Hey, you don’t like my hair, don’t look at it. Anyway, something odd. Your book begins when you’re old.
Not ‘old’ like you were in school, but already crawling and standing up, wearing your little overalls. No infant pics.
I guess. Maybe they were too wiped out or too poor—
You’re right. Too young for sure. And too old when I came along. What were they thinking?
Awww. Don’t go mushy on me now. But my book starts on Day One. Fingerprints, even a footprint and—get this—a copy of my birth certificate. From Halifax.
Who knows? Maybe I was just a cuter baby. Or maybe you were adopted after all. Even though you do look like Mum…
Get out. You wanted a sister?
True. You’re holding me in a few pics. Looking almost proud.
Course I want kids someday. What’s that got to do with anything?
Quinn, where have you been the past few years? Plenty of lesbian couples have kids. But first, like I said, I’d be happy to find someone to date.
Enough. Sorry I came up empty on the birth certificate. You’ll have to bite the bullet, ask her to go to the bank. If that’s where it is.

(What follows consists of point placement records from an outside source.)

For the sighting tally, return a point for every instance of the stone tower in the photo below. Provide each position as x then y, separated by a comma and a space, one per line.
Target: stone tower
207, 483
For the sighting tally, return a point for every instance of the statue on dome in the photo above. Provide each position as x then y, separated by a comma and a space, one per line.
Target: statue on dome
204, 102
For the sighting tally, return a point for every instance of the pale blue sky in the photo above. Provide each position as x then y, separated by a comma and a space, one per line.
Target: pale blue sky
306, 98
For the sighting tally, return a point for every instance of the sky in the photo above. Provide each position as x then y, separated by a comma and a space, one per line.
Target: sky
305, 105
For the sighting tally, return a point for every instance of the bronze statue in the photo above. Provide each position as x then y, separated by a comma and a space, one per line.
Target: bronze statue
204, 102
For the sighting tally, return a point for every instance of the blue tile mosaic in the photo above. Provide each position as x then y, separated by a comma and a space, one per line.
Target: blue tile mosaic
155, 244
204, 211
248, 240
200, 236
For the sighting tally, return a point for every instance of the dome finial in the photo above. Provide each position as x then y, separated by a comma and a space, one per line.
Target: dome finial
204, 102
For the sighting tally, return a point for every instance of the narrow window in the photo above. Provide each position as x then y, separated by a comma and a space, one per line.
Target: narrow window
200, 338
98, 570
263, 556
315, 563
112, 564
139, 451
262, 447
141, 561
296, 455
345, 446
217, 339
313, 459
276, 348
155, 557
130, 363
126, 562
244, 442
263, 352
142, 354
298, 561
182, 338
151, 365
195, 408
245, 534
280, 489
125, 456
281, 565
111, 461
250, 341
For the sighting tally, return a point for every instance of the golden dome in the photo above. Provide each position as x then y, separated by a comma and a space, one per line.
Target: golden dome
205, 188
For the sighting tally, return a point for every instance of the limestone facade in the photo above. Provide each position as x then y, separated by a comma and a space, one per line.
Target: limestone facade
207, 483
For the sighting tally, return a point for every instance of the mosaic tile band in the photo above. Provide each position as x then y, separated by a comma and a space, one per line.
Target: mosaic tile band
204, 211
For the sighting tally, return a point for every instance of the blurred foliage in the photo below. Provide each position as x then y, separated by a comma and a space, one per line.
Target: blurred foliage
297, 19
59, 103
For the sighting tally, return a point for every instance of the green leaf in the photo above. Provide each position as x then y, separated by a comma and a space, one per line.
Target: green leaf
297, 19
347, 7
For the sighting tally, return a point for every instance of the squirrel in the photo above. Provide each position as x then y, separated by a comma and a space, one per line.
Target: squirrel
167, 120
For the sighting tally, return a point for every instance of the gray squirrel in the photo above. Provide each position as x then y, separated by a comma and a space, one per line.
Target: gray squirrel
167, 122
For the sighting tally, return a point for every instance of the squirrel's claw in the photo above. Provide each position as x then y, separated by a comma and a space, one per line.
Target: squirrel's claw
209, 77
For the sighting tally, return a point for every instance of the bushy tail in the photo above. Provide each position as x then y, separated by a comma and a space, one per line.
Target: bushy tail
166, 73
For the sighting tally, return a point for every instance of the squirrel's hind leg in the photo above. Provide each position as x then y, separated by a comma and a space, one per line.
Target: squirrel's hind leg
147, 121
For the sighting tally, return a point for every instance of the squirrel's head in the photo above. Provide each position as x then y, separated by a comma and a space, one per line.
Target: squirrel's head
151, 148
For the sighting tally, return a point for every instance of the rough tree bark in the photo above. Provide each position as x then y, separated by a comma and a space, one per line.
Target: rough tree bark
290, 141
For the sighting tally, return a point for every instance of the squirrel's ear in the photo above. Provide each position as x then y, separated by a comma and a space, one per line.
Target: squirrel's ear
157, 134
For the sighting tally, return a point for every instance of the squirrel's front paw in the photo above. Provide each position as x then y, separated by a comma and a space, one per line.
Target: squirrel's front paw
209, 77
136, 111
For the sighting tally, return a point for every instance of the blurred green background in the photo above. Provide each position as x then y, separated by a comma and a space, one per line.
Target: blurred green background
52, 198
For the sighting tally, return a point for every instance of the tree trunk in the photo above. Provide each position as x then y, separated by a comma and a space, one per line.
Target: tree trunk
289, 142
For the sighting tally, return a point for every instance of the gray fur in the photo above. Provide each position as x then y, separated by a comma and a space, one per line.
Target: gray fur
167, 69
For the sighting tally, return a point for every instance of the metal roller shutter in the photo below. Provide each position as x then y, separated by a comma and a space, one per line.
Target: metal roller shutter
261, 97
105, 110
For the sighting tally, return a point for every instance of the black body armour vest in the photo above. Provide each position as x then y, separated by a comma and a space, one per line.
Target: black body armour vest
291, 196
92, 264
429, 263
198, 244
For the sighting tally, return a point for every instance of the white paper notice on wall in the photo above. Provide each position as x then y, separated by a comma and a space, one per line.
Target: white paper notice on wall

Dunno. Weird about Antigonish, eh? If you weren’t born there—where did you come from? Mars?
Shutout
“Making bread is like playing baseball.” That’s what I told Dad, a few weeks before he died. It was a Wednesday and he’d come home early. Didn’t say why. I was kneading a heavy lump of dough, twisting and folding, making counterclockwise turns, tucking in the loose ends.
“How?” Dad’s eyebrow cocked.
“It takes a long time. Just like some baseball games.”
“That’s one way.” He lifted his forefinger, counting. “What else.”
“You don’t know how it will come out. And it’s messy.”
“Two, three. And?”
“You can’t rush it. And you need strong hands.” I was making a big batch, four loaves, and the dough was sticking. “Bread and baseball are best on a warm day,” I told him.
“That’s stretching it,” Dad said. “But it’s true: weather affects how the ball moves when it’s pitched or hit.”